Euro zone governments shouldn’t expect free lunch from ECB, governors say

FILE PHOTO: The European Central Bank (ECB) logo in Frankfurt, Germany, January 23, 2020. REUTERS/Ralph Orlowski/File Photo

(Reuters) – Euro zone governments should not expect unconditional support under the European Central Bank’s new tool to stop borrowing costs from rising too far for the most indebted countries, two ECB policymakers said on Tuesday.

The ECB has pledged fresh action to prevent financial “fragmentation” between the euro zone’s most indebted countries, such as Italy, and safe-haven Germany after a sudden, sharp widening of spreads between bond yields.

But Slovak central bank governor Peter Kazimir and his Finnish peer Olli Rehn set a high bar for any ECB intervention on the bond market.
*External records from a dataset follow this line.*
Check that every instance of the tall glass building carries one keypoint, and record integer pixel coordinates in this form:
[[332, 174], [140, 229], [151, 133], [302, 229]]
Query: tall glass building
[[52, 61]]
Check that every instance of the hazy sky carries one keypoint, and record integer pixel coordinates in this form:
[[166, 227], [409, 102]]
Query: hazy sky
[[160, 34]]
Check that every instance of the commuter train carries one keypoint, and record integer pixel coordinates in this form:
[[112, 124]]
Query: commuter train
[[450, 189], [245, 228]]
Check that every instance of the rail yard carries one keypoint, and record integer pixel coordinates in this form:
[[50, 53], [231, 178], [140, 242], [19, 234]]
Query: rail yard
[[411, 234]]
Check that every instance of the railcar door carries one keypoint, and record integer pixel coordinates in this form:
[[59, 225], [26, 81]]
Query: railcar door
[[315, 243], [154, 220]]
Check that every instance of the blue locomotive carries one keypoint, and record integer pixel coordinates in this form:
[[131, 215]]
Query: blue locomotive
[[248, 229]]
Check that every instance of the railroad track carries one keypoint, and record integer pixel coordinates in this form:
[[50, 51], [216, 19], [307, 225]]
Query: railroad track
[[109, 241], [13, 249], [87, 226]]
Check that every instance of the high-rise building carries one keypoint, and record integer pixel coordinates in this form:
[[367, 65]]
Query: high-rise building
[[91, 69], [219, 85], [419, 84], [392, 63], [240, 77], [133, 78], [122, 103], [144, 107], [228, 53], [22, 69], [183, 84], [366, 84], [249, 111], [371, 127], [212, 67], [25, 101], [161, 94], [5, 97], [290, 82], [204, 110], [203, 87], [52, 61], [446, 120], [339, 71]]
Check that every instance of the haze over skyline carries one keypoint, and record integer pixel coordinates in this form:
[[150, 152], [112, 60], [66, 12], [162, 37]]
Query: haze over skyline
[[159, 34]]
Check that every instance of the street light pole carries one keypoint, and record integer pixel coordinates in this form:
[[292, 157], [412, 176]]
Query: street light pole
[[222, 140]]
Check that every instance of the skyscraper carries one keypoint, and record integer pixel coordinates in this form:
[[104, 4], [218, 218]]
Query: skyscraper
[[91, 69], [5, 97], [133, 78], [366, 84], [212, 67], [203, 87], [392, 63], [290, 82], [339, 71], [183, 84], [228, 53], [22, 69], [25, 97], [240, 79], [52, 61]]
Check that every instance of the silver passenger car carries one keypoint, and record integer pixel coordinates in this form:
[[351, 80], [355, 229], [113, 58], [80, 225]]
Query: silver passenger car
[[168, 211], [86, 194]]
Kazimir said it was not just the ECB’s job to cap spreads, which are also caused by certain countries’ economic fragility and the euro zone’s incomplete architecture as a currency union with no fiscal backstop.

“When we talk about fragmentation, often we are knocking on the wrong door, and the key and substantial question is for the economies of the countries to modernise, innovate, be more resistant to these problems,” he told reporters in Bratislava.

Rehn said no country will automatically be eligible to benefit from the upcoming ECB tool designed to limit spread widening – a possible reference to conditions attached to any ECB purchase of a country’s debt.

Sources told Reuters last week the ECB is likely to attach some loose strings to the scheme, such as compliance with the European Commission’s economic recommendations.

“To me it is very clear there is no automaticity and there is no one single benchmark,” Rehn told a news conference in Helsinki. “There has to be plenty of room for judgment … practiced by the ECB Governing Council.”

The ECB unveiled plans to devise this new tool last week but it failed to provide any detail and policymakers’ comments since then highlight there is no agreement yet on what it should look like.

The Bank of Italy’s Ignazio Visco said last week the premium paid by Italy over Germany to borrow for 10 years was unjustifiably high at more than 200 basis points while it should be below 150.

But Latvian governor Martins Kazaks later told Reuters the ECB shouldn’t target specific spread levels but simply ensure that its interest rates are passed on to all corners of the euro zone.